The most vulnerable part of the AfD’s support may be the first-time voters to the party – drawn by dissatisfaction with the government, or perhaps making a protest vote – who are now being turned off by the drumming scandal.
“This part of the electorate is now the leader of the AfD,” said Johannes Hillje, a German political scientist who studies the AfD. “They should be able to mobilize more than the right-wing environment.”
In Bavaria, where the party has entered, Andreas Jurca, an AfD member of the State House, said he was witnessing a withdrawal. In recent months, he said, about 10 percent of new applicants to the party in his area have withdrawn their applications.
“Last year we were able to enter the middle class,” he said. “Now, the problem is not our position; it’s that we’ve been made pariahs.”

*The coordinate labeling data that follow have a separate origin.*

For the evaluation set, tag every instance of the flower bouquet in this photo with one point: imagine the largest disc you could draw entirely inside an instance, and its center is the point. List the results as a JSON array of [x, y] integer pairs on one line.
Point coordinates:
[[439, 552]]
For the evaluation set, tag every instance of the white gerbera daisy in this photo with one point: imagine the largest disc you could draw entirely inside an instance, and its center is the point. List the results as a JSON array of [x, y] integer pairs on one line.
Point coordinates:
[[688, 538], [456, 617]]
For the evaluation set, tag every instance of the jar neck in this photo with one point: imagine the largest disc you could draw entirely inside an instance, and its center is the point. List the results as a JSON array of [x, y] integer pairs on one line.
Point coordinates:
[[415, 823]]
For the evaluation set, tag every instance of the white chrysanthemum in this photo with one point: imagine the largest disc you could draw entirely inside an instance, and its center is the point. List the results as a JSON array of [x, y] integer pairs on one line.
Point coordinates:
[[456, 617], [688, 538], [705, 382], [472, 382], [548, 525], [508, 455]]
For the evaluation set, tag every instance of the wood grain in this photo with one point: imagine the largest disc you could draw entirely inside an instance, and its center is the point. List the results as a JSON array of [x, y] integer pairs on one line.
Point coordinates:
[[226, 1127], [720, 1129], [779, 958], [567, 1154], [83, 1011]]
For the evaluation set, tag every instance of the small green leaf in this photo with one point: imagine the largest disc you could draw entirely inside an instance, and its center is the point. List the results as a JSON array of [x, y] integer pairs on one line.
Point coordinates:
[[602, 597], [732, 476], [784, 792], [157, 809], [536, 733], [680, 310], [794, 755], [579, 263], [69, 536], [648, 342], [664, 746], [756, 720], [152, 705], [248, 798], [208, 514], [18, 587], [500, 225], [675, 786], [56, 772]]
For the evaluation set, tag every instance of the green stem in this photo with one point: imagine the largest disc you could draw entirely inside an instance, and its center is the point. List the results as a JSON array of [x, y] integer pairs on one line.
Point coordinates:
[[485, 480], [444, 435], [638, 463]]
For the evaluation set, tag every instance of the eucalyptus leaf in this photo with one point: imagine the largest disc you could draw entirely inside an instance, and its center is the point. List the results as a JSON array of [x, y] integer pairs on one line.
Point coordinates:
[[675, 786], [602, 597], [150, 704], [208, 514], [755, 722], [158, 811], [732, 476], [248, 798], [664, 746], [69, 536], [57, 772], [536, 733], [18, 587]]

Last weekend’s election in Thuringia offered a mixed picture of the AfD’s future. The party did less well than expected for key seats, such as mayor and district leader, getting 26 percent of the vote, second only to the CDU’s 27 percent.
But it nabbed a majority of seats in some municipal councils, a shift that could have a trickle-up effect in the federal election, said Matthias Quent, a professor at the Magdeburg-Stendal University of Applied Sciences who studies the right.
“This is a new dimension and it will change local politics,” Professor Quent said. Having AfD members running every day in Thuringia could increase the party’s legitimacy, with consequences for future elections. “The idea is to normalize from below.”
Tatiana Firsova contributed reporting.